The strengths of the phase 2 PK study include: (1) the low intersubject variability of PK exposures in the 8-h PK substudy, reflecting the quality of study conduct and bioanalysis, as well as the intrinsic and extrinsic drug properties; (2) the comparability and consistency of the present PK data with the earlier ALZ-801 phase 1 study in healthy elderly volunteers and the ALZ-801 phase 1b study in APOE4 carrier subjects with AD; and (3) the apparent divergent effect of renal function on plasma exposures of the prodrug versus the active molecules, which is in agreement with our knowledge of their elimination mechanisms.

There are a few limitations in this analysis.

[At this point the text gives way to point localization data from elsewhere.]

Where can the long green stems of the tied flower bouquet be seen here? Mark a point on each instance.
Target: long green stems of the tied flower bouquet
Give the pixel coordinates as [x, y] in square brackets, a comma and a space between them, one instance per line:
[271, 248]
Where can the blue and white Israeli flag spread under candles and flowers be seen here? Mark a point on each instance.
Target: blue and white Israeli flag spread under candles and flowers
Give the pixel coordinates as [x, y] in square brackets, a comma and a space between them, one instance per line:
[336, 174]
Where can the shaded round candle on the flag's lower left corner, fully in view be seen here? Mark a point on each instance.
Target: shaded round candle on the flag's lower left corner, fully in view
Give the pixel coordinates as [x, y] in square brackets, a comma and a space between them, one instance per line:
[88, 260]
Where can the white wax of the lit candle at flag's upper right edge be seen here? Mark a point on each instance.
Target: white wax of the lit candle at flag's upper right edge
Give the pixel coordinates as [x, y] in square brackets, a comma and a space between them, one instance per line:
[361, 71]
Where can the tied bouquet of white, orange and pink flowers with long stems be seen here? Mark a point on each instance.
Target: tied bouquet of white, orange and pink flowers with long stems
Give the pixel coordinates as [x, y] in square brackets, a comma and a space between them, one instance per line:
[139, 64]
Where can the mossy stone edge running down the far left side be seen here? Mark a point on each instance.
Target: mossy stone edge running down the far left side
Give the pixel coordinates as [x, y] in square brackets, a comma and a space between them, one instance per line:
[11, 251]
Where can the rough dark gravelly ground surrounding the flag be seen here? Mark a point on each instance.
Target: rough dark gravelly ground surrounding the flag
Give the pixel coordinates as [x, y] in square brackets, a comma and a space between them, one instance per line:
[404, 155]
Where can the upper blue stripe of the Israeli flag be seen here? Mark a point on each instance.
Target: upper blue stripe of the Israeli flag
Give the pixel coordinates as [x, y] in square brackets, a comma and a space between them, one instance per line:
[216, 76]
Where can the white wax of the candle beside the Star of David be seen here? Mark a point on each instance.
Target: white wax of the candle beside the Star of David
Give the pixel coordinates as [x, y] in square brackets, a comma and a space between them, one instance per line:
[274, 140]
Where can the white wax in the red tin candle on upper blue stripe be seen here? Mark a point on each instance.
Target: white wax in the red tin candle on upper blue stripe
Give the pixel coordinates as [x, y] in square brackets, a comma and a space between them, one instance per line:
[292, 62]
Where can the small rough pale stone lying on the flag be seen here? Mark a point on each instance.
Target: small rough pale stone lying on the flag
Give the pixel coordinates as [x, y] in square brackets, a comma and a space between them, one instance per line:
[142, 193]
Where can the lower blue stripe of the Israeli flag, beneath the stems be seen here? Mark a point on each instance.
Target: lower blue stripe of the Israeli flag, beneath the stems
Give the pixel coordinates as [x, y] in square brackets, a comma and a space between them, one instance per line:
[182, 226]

Firstly, our PK substudy was conducted at 65 weeks (steady state) over 8 h following oral ALZ-801 administration. This short, 8-h sampling duration did not allow us to derive the accurate terminal phase elimination kinetics for tramiprosate, because the calculation was confounded by the distribution phase. However, the present PK curves were almost overlapping with that of the previous phase 1b study in APOE4 carrier subjects with AD, which was obtained at steady state at 14 days after ALZ-801 265 mg BID and was sampled for 24 h. On the basis of this comparison, we believe that the true terminal phase elimination T1/2 for tramiprosate would be ~ 14 h. Similarly, the present PK curves for ALZ-801 and 3-SPA were nearly identical to those of the phase 1b study, and the calculated terminal phase elimination T1/2 values were comparable in both studies. Secondly, while the sparse PK data from this study were meant to offer an assessment of pre-dose trough drug levels immediately before the next dose, it was found that, in some of the subjects, the blood samples were apparently obtained shortly after an oral ALZ-801 tablet was taken, on the basis of the assessment of plasma drug levels of ALZ-801 and tramiprosate. Therefore, we used an estimated post-dose time (but not the nominal time) in the analysis, based on the relative concentration versus time relationship of the three analytes derived from the ALZ-801 phase 1b study. Thus, while the sparse data are a suitable surrogate for steady-state exposures, the 8-h PK data at 65 weeks represent a definitive assessment of steady-state PK profiles in this study.

ALZ-801/valiltramiprosate displays consistent PK performance with low intersubject variability in APOE4 carrier patients with AD that is devoid of interactions with sex, age, BMI or APOE genotype effect. There were no interactions with the AChEI, the symptomatic AD drugs approved for use in Mild, Moderate and Severe AD dementia. The favorable PK profile of ALZ-801 and comparable tablet properties support the continued development of oral ALZ-801 (265 mg BID dosing regimen) as a potential oral disease-modifying anti-amyloid agent for treatment of AD.